Este funcionário superior da Administração Púbica, que havia desempenhado altos cargos com inegável brilho e dedicação, exilara-se em França em 1828, na sequência da guerra civil desencadeada nesse ano entre Liberais e Miguelistas, aí permanecendo e certamente estudando em profundidade a organização política e administrativa francesa, até 1832.

Nesse ano, juntou-se às tropas do regente D. PEDRO, em Angra do Heroísmo, Açores, onde em 2 de março tomou posse como Ministro e/ou Secretário de Estado de várias pastas, integrando, depois, o grupo expedicionário que em 8 de julho seguinte, desembarcou nas proximidades da praia do Mindelo, a curta distância da cidade do Porto, com vista à recuperação da Coroa para a infanta Dª MARIA - a favor de quem seu pai, D. PEDRO IV, abdicara - e à reposição da Carta Constitucional, de 29 de Abril de 1826, que D. MIGUEL havia jurado aquando do seu regresso do exílio.

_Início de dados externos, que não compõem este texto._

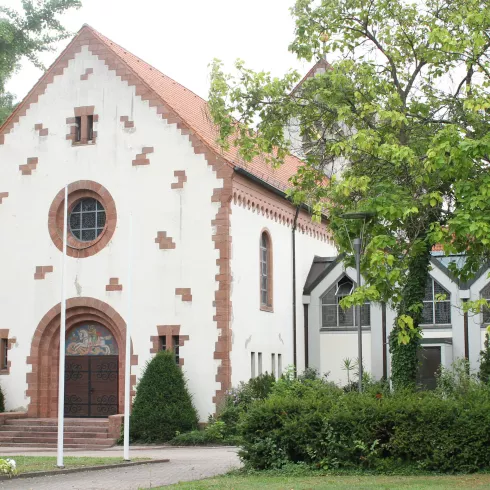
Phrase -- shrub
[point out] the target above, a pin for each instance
(214, 434)
(484, 373)
(324, 427)
(239, 399)
(163, 406)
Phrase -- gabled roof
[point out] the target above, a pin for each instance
(192, 109)
(321, 64)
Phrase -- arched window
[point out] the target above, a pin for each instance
(333, 315)
(485, 294)
(437, 311)
(265, 271)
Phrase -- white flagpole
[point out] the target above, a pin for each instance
(127, 373)
(61, 375)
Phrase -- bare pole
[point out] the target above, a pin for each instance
(357, 249)
(61, 375)
(127, 373)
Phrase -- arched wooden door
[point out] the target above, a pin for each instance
(91, 372)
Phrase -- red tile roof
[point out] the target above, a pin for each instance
(194, 112)
(191, 108)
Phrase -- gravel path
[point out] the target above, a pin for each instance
(186, 464)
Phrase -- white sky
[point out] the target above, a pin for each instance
(180, 38)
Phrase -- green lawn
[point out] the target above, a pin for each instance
(26, 464)
(245, 482)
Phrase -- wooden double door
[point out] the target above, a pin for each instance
(91, 386)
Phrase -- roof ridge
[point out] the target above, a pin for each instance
(107, 41)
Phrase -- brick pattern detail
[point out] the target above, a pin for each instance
(42, 131)
(185, 293)
(87, 73)
(31, 165)
(127, 123)
(42, 270)
(168, 331)
(113, 285)
(256, 199)
(4, 334)
(71, 122)
(76, 191)
(222, 237)
(181, 179)
(141, 158)
(42, 382)
(164, 242)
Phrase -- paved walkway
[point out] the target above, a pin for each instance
(186, 464)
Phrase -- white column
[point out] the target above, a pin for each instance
(127, 373)
(61, 375)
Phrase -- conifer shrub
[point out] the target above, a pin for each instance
(163, 406)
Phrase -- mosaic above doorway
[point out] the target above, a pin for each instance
(90, 340)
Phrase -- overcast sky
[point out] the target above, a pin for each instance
(180, 38)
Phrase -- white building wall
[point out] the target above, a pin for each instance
(328, 349)
(255, 330)
(184, 214)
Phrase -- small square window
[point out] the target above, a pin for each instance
(78, 127)
(4, 353)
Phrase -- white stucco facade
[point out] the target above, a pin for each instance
(187, 214)
(330, 346)
(145, 191)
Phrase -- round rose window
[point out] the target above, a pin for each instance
(92, 219)
(87, 219)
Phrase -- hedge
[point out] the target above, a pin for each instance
(373, 430)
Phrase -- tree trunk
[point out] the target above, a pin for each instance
(404, 362)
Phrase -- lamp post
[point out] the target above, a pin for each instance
(357, 246)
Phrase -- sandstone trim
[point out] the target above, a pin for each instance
(87, 73)
(181, 179)
(76, 191)
(31, 165)
(42, 270)
(185, 293)
(164, 242)
(42, 382)
(168, 331)
(113, 285)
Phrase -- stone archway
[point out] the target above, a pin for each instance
(42, 382)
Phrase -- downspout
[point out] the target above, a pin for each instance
(465, 333)
(307, 337)
(294, 288)
(383, 330)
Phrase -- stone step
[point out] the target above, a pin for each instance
(41, 441)
(71, 435)
(53, 428)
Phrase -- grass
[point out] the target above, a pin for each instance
(27, 464)
(247, 482)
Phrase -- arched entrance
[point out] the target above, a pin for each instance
(91, 371)
(42, 382)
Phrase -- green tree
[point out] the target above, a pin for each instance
(29, 34)
(163, 406)
(400, 119)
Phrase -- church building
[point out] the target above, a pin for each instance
(214, 240)
(226, 272)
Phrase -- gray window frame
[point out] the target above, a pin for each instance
(336, 285)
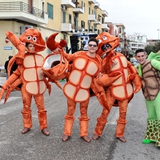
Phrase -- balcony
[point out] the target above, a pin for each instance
(96, 5)
(104, 13)
(68, 3)
(66, 27)
(104, 26)
(91, 1)
(91, 17)
(97, 21)
(22, 11)
(78, 9)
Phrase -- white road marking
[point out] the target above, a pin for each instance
(7, 110)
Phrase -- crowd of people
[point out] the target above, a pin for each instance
(110, 78)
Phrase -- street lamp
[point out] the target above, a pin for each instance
(158, 33)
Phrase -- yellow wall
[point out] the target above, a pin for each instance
(53, 25)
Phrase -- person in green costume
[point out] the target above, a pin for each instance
(149, 71)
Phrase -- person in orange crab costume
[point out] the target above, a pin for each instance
(121, 90)
(28, 74)
(81, 76)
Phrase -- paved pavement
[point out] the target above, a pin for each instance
(34, 145)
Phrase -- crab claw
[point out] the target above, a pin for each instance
(52, 44)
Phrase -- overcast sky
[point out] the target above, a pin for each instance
(138, 16)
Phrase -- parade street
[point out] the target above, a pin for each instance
(36, 146)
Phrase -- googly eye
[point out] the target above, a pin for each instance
(29, 38)
(99, 41)
(104, 38)
(34, 39)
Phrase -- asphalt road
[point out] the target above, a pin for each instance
(35, 146)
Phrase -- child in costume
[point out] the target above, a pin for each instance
(121, 90)
(29, 75)
(148, 70)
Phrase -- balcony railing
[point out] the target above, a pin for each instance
(20, 7)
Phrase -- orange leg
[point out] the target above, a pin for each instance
(83, 120)
(69, 118)
(26, 112)
(102, 120)
(121, 122)
(42, 113)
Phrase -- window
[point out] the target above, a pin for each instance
(82, 24)
(70, 18)
(50, 10)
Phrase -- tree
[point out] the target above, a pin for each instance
(152, 48)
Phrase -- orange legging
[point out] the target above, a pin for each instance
(83, 119)
(121, 121)
(26, 112)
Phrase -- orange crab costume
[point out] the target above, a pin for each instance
(81, 75)
(121, 90)
(29, 75)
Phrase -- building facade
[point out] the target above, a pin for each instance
(137, 41)
(67, 17)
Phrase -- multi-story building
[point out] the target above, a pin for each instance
(137, 41)
(67, 17)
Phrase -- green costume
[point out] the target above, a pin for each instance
(150, 75)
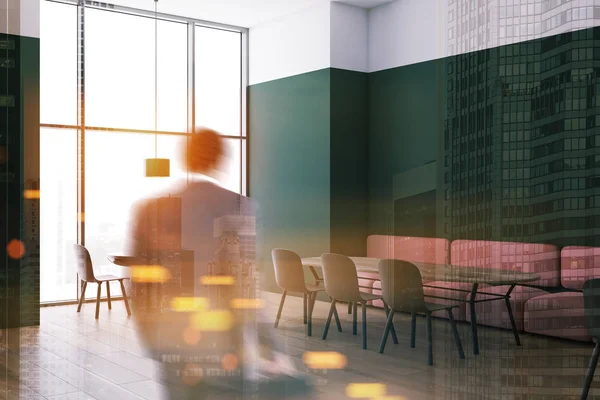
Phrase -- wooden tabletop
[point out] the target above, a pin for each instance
(445, 272)
(123, 261)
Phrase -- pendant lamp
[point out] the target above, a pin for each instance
(156, 167)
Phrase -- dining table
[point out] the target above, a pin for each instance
(473, 275)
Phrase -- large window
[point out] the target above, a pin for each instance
(120, 124)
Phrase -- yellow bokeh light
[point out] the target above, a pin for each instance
(191, 336)
(191, 374)
(187, 304)
(365, 390)
(229, 362)
(15, 249)
(217, 280)
(247, 303)
(31, 194)
(213, 321)
(324, 360)
(149, 274)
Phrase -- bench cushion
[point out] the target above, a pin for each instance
(541, 259)
(578, 264)
(557, 314)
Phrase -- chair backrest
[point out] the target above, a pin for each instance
(339, 275)
(289, 272)
(591, 301)
(84, 264)
(402, 285)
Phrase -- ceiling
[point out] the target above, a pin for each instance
(245, 13)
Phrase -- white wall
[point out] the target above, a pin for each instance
(405, 32)
(20, 17)
(322, 36)
(349, 37)
(292, 45)
(30, 18)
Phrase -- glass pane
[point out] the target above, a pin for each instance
(115, 166)
(172, 77)
(120, 72)
(218, 80)
(244, 164)
(231, 166)
(58, 62)
(58, 213)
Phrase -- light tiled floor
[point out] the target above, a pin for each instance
(73, 356)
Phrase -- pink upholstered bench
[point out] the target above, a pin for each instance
(541, 259)
(562, 314)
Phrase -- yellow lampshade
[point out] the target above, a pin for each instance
(158, 167)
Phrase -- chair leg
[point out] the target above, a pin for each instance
(305, 309)
(590, 374)
(280, 308)
(386, 331)
(461, 353)
(98, 300)
(429, 340)
(364, 324)
(83, 287)
(354, 318)
(387, 312)
(337, 319)
(413, 330)
(513, 324)
(108, 295)
(326, 329)
(311, 297)
(125, 297)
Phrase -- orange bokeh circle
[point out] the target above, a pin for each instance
(15, 249)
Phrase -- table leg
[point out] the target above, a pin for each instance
(511, 315)
(474, 319)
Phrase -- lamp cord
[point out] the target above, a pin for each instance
(155, 78)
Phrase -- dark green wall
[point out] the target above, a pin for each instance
(19, 143)
(308, 164)
(30, 122)
(289, 139)
(404, 122)
(349, 162)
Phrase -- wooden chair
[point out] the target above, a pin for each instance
(591, 304)
(341, 284)
(85, 270)
(402, 289)
(289, 275)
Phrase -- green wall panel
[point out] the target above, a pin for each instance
(19, 169)
(405, 119)
(349, 162)
(289, 125)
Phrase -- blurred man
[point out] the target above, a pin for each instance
(195, 289)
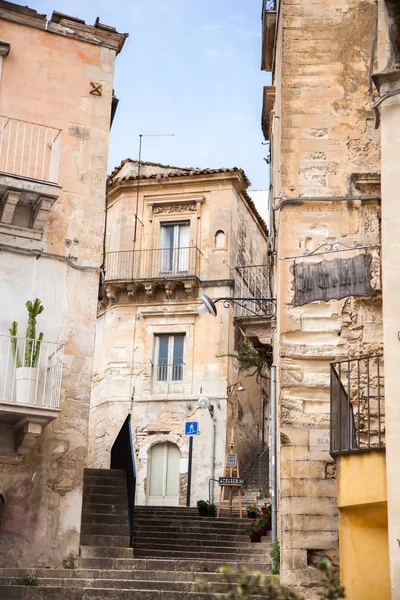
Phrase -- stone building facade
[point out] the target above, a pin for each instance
(172, 235)
(325, 199)
(56, 94)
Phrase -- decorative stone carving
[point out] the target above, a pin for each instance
(131, 290)
(112, 292)
(170, 287)
(174, 208)
(190, 288)
(150, 288)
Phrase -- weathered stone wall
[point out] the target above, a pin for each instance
(323, 134)
(46, 79)
(122, 379)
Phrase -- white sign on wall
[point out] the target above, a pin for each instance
(318, 440)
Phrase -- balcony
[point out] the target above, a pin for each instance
(269, 16)
(357, 416)
(164, 273)
(29, 161)
(30, 386)
(167, 379)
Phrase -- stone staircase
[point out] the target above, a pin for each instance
(173, 547)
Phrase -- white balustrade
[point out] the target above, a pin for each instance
(30, 372)
(29, 149)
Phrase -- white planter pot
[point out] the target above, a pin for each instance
(26, 384)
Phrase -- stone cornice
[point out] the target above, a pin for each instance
(99, 34)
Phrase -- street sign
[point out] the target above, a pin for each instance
(191, 428)
(230, 481)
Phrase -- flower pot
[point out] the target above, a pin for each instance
(252, 514)
(26, 384)
(256, 536)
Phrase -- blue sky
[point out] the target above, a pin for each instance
(189, 67)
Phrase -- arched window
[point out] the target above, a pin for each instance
(220, 240)
(164, 474)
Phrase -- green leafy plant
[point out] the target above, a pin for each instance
(253, 527)
(249, 361)
(26, 580)
(243, 585)
(275, 557)
(32, 345)
(69, 562)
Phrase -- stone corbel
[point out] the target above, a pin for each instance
(41, 212)
(150, 289)
(190, 288)
(131, 291)
(112, 292)
(170, 287)
(8, 205)
(26, 437)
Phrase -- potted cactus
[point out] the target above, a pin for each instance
(26, 362)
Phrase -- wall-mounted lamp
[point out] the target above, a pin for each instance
(204, 402)
(231, 388)
(259, 307)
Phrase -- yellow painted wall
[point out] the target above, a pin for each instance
(363, 526)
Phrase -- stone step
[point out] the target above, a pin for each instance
(105, 552)
(110, 541)
(217, 545)
(56, 593)
(110, 481)
(104, 473)
(223, 557)
(104, 498)
(101, 490)
(98, 508)
(167, 564)
(104, 519)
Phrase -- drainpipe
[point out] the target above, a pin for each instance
(212, 460)
(273, 455)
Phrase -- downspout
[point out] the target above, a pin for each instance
(273, 456)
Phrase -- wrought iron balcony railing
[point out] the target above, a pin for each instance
(251, 282)
(160, 263)
(29, 150)
(30, 372)
(167, 379)
(357, 415)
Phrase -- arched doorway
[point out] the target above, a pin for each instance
(164, 475)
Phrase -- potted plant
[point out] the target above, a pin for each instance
(202, 505)
(211, 509)
(253, 529)
(26, 367)
(252, 511)
(265, 524)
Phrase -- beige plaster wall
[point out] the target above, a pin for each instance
(323, 132)
(46, 79)
(126, 328)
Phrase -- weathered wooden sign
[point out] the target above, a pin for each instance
(332, 279)
(230, 481)
(231, 460)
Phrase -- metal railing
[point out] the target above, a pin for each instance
(29, 149)
(263, 471)
(123, 457)
(250, 282)
(30, 372)
(167, 379)
(269, 4)
(133, 265)
(357, 393)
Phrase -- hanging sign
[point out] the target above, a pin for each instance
(332, 279)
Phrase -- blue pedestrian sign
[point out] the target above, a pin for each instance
(191, 428)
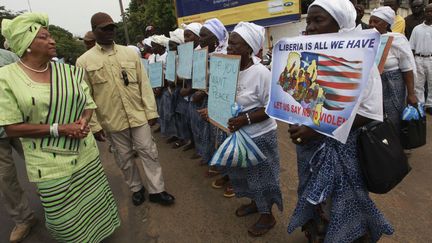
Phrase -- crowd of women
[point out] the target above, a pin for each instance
(333, 203)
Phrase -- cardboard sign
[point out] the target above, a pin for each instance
(185, 53)
(156, 74)
(224, 71)
(199, 71)
(170, 72)
(317, 79)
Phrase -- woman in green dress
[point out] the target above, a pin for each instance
(48, 106)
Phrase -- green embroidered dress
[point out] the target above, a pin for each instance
(78, 203)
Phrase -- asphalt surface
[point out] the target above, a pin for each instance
(202, 214)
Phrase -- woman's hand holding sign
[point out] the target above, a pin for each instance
(302, 134)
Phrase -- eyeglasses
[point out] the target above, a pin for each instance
(125, 78)
(109, 27)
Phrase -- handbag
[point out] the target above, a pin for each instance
(413, 131)
(382, 160)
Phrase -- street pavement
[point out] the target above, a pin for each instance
(202, 214)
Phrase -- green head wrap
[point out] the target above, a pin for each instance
(21, 31)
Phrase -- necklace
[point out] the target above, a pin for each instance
(34, 70)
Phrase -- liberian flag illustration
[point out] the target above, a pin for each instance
(339, 78)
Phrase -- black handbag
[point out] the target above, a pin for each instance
(382, 158)
(413, 132)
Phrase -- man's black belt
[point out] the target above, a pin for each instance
(420, 55)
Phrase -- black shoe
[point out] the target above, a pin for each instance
(163, 198)
(138, 197)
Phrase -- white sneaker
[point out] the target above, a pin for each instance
(20, 231)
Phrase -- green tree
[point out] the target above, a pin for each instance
(68, 47)
(6, 14)
(141, 13)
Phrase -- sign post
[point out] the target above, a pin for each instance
(156, 74)
(224, 71)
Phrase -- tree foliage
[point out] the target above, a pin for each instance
(6, 14)
(141, 13)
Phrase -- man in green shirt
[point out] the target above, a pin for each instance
(15, 202)
(125, 109)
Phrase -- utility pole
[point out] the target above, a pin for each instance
(124, 22)
(28, 3)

Todavia, não tardou em ostracizá-la, ao dissolver a Câmara de Deputados e abrir caminho à convocação dos três estados do Antigo Regime, para aí ser aclamado Rei absoluto, originando, assim, uma luta fratricida entre Absolutistas e Liberais a que só a vitória destes últimos e a assinatura da convenção de Évora Monte em 1834, pôs termo.

MOUZINHO, trabalhou certamente com afinco durante o seu exílio em França, na preparação das reformas que veio a protagonizar, pois no pouco tempo que permaneceu nos Açores, obteve a promulgação de mais de duas dezenas de Decretos e uma Portaria, nomeadamente os famosos Decretos nºs 22, 23 e 24, que viram a luz do dia em 16/05/183225 e que reformaram de alto a baixo a administração portuguesa, nas suas áreas chave da administração fiscal, da administração púbica e da administração da justiça.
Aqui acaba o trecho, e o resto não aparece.